Thursday, May 25, 2017

60 Knots - A New Speedrecord?

Short answer: no. Before I get to the long answer, let me warn you: this is another one of my geeky posts. I reckon it may be of interest to about 5 or 10 windsurfers in the whole world! You've been warned.

This all started when our "United Speedsailors of America" team member Denis posted results from a recent session. He had uploaded his results to, and it showed that he had reached 2 second speed of 59.88 knots:
Denis does around 40 knots on a regular basis, so he is wicked fast. But he also knew that he definitely had not broken the world record for 2 second top speed (55.23 knots by Antoine Albeau on the Lüderitz Speed Channel).
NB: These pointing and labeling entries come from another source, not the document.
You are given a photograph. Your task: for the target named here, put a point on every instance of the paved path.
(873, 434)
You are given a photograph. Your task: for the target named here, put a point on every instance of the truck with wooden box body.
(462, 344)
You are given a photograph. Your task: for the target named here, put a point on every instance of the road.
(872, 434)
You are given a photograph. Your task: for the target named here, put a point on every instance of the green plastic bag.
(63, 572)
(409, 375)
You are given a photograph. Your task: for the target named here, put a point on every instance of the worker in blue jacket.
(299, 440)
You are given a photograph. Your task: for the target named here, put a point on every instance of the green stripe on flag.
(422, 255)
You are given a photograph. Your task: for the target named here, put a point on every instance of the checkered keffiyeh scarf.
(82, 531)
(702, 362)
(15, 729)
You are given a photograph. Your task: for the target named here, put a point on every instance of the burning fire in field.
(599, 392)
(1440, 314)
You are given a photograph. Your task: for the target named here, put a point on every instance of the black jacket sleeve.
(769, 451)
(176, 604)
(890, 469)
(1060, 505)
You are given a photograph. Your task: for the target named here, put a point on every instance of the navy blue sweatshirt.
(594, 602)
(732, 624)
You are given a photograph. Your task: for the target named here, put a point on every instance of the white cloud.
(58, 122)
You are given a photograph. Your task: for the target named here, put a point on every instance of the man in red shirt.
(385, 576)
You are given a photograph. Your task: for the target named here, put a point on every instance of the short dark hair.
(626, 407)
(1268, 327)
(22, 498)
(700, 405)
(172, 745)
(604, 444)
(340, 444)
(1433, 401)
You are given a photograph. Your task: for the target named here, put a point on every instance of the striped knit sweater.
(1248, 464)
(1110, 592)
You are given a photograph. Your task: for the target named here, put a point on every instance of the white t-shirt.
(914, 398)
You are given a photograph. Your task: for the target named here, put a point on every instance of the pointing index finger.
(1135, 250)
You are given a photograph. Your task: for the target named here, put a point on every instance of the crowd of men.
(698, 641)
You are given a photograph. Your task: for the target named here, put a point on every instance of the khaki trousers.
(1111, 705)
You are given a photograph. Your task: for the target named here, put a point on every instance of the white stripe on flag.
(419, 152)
Even the ka72 results hinted in that direction: his best 10 second speed was just 30.1 knots.
Furthermore, Denis often sails with Boro, who just recently had his own problems with GPS accuracy,  so he was very skeptical about what his watch tried to tell him. He had also worn his old trusted GT-31 GPS unit, and that had reported a top speed of only around 30 knots.
World-famous speed surfer and GPS guru Roo (yes, he is from Australia!) immediately looked at the tracks, noticed that during the time of the supposed record speeds the "sat count dropped to 6/7", and came to the conclusion that due to "the surrounding mountains the sats that were just above the horizon produced poor signals which caused the anomoly".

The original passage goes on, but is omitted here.